Included in the 2021 Appropriations legislation that was signed into law on December 28 were the following tax law provisions that will affect 2020 federal individual returns:
Earned Income Tax Credit and Child Tax Credit Change
Individuals whose 2020 earned income is less than their 2019 earned income have the option of using the 2019 amount to calculate their 2020 Earned Income Tax Credit and/or their Child Tax Credit.
Credits for Sick Leave and Family Leave for Certain Self-Employed Individuals
When calculating one or both of these credits on new Form 7202 the taxpayer may elect to use either their 2019 or 2020 net earnings from self-employment.
Disaster Relief Provisions
The following disaster relief provisions were made available to taxpayers that were affected by a federally declared disaster that occurred in 2020:
Deduction for Personal Casualty Losses
Uncompensated losses that occurred in a federally declared disaster area:
- Must exceed $500 in order to take a deduction
- Removes the requirement that the loss exceed 10% of AGI
- May be taken as an itemized deduction or as an increase in a taxpayer’s standard deduction.
Retirement Fund Provisions
- For qualified federal disaster distributions, an individual can withdrawal funds (up to $100,000) from a retirement account free of the 10 percent early withdrawal penalty and can spread the taxable portion on that distribution over a three year period.
- Any qualified federal disaster relief withdrawal will not be taxable if it is recontributed within three years of the date of distribution.
- Increases the maximum loan amount for qualified federal disaster relief to $100,000.
- Allows for re-contribution of retirement plan withdrawals for cancelled home purchases or construction of a principal residence due to a federally declared disaster.
Charitable Contributions for Disaster Relief Suspends the limitation on charitable contributions associated with a federally declared disaster that are made in 2020.
Recovery Rebate Credit – 2nd Economic Impact (Stimulus) Payments
As was the case with the 1st economic impact payment (EIP1) that was sent to individuals earlier in 2020, the 2nd economic impact payment (EIP2) is also being treated as an advance payment of the Recovery Rebate credit.
For the vast majority of taxpayers this credit will be calculated as zero since they already received their full EIP1 payment during 2020 and their full EIP2 payment in January of 2021.
This credit appears on line 30 of the 2020 Form 1040/1040SR and the credit is calculated based on a worksheet included in the 2020 1040 instructions on page 59. The credit will be calculated based on income, filing status and the number of qualifying children reported on the 2020 federal return.
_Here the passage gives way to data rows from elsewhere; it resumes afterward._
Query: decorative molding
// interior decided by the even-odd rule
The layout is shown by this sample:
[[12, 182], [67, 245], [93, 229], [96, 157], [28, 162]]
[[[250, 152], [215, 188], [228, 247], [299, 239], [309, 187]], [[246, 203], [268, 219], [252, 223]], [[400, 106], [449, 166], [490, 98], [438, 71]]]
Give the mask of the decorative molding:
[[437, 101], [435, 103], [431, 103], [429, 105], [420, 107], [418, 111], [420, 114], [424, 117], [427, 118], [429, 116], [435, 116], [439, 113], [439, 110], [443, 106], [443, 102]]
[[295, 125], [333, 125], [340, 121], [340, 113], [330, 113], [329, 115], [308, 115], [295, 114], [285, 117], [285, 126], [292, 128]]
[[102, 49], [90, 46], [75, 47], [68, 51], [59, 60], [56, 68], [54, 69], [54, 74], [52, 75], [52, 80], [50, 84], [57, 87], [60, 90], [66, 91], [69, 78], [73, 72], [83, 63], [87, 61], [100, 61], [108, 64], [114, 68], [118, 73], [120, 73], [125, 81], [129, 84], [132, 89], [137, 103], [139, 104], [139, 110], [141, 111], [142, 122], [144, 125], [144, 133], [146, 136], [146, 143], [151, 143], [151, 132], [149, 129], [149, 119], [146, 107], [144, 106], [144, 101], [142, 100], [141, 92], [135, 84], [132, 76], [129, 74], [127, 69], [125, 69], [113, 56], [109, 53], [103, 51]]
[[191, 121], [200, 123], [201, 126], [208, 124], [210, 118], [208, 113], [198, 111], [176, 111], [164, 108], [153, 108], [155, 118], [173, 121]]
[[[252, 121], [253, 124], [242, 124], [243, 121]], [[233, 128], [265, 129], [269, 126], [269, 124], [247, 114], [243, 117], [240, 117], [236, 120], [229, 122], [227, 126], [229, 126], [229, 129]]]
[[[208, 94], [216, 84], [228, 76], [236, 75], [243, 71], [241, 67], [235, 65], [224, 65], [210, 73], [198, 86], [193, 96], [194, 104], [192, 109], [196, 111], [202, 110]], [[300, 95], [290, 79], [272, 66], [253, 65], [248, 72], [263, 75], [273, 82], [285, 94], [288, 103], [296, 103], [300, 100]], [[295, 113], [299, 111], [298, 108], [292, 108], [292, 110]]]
The total available recovery rebate credit is:
- EIP1 – $1,200 ($2,400 for MFJ) plus $500 for each eligible dependent child under 17Plus
- EIP2 – $600 ($1,200 for MFJ) plus $600 for each eligible dependent child under 17
Taxpayers with the following circumstances will be eligible for this credit on their 2020 federal return:
- Taxpayers who did not receive an EIP1 ($2,400 – MFJ or $1,200 for all other filing status’
- Taxpayers who did not receive an EIP2 ($1,200 – MFJ or $600 for all other filing status’
- Taxpayer did not receive a $500 (EIP1) and/or $600 (EIP2) payment for all of their eligible children
- The taxpayer’s economic stimulus payment was limited based on their income on their 2018 or 2019 return and their 2020 income is below the income phase out or income limit for the credit.